In this article, we’ll learn about how communication is done between the machine learning models and the full-fledged application that uses components of artificial intelligence. In today’s world where artificial intelligence is adding value to multitudes of domains, let us learn how software applications are enabled with AI.
Different methods of deployment were discussed in the previous article, Machine Learning Workflow and Methods of deployment. With deployment, the model can be made available for usage through a web application or software. Data can be inputted by the user into the model and predictions can be received back through the application from the model.
Let us take an instance of a recommender system such as an eCommerce website or YouTube, which takes in data from users that will be used to predict the product or video the user would like. The Model will take in data from the application and provide predictions using which different services, products, music, and videos can then be recommended to the users. This has been possible with Artificial Intelligence, Machine Learning, and Deep Learning. The major contribution to the rise of an app like Spotify goes to the recommendation system which helps users explore similar music of their choice which might have been impossible for any regular person to find.
So how does this work behind the scene? This article discusses it in brief.
All these applications that millions of users use, run on the production environment. What is production environment do you ask? Known as Production or the Production Environment, it refers to the application's location for the public and the intended users. Bugs should be fixed before launching the system to the production, with all testing and evaluation maintaining all the necessary requirements of coding standards and practices on the production code.
Now, how does all the communication within the application and model work in production? To answer this question, we need to know about endpoint. The endpoint is basically an interface to model. In our case of Machine Learning Models, the endpoint is the gateway that facilitates the communication between the application and the model. To summarize, the functioning of this interface we call endpoints, we can point it down as following.
- Endpoint enables the application to send data from the user to the model
- The prediction output from the model is then received back which is based upon the data inputted from the user.
The image below explains this communication channel visually.
To understand this with a program, let us consider ml_app.py which is a python program. In this program, the endpoint is similar to the function call that helps connect model and application whereas the function itself is a model which performs training and evaluation. The entire program ml_app.py represents the application. The description association of the elements of the sample program to model, application, and endpoint can be seen below.
#Obtain data from user
input_user_data = get_user_data()
#Receive predictions based upon the data fetched from user
prediction = ml_model(input_user_data)
#Showcase prediction to user
loaded_data = load_user_data(user_data)
In the program above, the program ml_app.py represents the application. The Function ml_model can be specified as the model and the function call ‘prediction’ represents the endpoint.
In Line 6,
prediction = ml_model(input_user_data)
This is the function call to ml_model which is the endpoint.
In Line 12,
It defines the model.
Similarly, the Python program ml_app.py represents the application.
From the above example, we can realize that the application similar to the python program itself, displays the prediction of the model to the application user. This will be enabled by the communication channel or interface of the endpoint – here, the function call which accepts the user data as the input and then returns the prediction of the model which is completely based upon this input accessed through the endpoint. Here, the input argument is the user data and the returned value from the function call is the prediction from the model.

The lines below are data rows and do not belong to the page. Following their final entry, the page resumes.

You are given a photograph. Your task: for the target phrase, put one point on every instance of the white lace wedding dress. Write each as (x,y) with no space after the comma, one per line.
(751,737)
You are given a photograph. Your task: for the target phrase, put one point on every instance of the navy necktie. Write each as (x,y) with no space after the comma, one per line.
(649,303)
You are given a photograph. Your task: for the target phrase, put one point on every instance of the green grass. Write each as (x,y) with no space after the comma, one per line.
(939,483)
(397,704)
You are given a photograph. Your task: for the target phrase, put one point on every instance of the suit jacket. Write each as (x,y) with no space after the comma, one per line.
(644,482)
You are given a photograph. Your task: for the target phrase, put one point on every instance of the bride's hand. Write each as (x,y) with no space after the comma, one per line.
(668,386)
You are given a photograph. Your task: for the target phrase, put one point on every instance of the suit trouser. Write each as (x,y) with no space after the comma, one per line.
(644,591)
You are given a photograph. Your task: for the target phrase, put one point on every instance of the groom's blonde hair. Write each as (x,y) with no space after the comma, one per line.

This example reaffirms how the endpoint is basically just an interface between the application and the model that enables users to obtain predictions from the deployed model which is based upon the data retrieved from the user.
How does endpoint facilitate the communication between the model and application?
The communication between the model and application happens through the interface we know as endpoint such that the endpoint is an API. API is basically an abbreviation of Application Programming Interface that are a set of rules which enables programs to communicate with each other and in our case, the model and the application. The API uses REST Architecture, which gives a framework for the rules and constraints that need to be adhered to for the communication to occur. REST API uses HTTP requests and responses in order to provide communication through the endpoint for application and model.
The HTTP (Hypertext Transfer Protocol) request sent from the application to the model comprises four components.
The endpoint would be in form of URL ie. Web address.
Out of four HTTP Methods, GET, POST, PUT and DELETE, for deployment only POST method is used in the application.
Information such as the format of the data possessed in the message for the receiving program is contained in the HTTP headers.
In our case, data of the user that is the input for the model is present in the message for deployment.
Similarly, HTTP Response that is sent to the application from the model consists of three constituents.
HTTP Status Code
When the model successfully receives and processes the data from the user, the status code starts with 2 such as 200.
Information such as the format of the data in the message which is passed to the receiving program is present in the HTTP Headers.
The prediction provided by the model is present in the message.
This prediction is finally presented to the user via an application that is enabled by the endpoint (interface) to connecting the model and application through REST API. Moreover, the data from the user would need to be in the format of JSON or CSV with certain ordering based upon the model and the final predictions will also be returned in the JSON or CSV format with the proper ordering which is based upon the model used.
Hence, in this article, we learned about the model, application, and endpoints on the production environment and how data from users are shared to models and the predicted values obtained to showcase the users. The image with the block diagram visually represented such application and the illustration of the program was done to understand the ideology of endpoint, model, and application. Then, we learned how endpoint facilitates the communication between application and model. Finally, HTTP Request and HTTP Responses’ constituents' parts were discussed.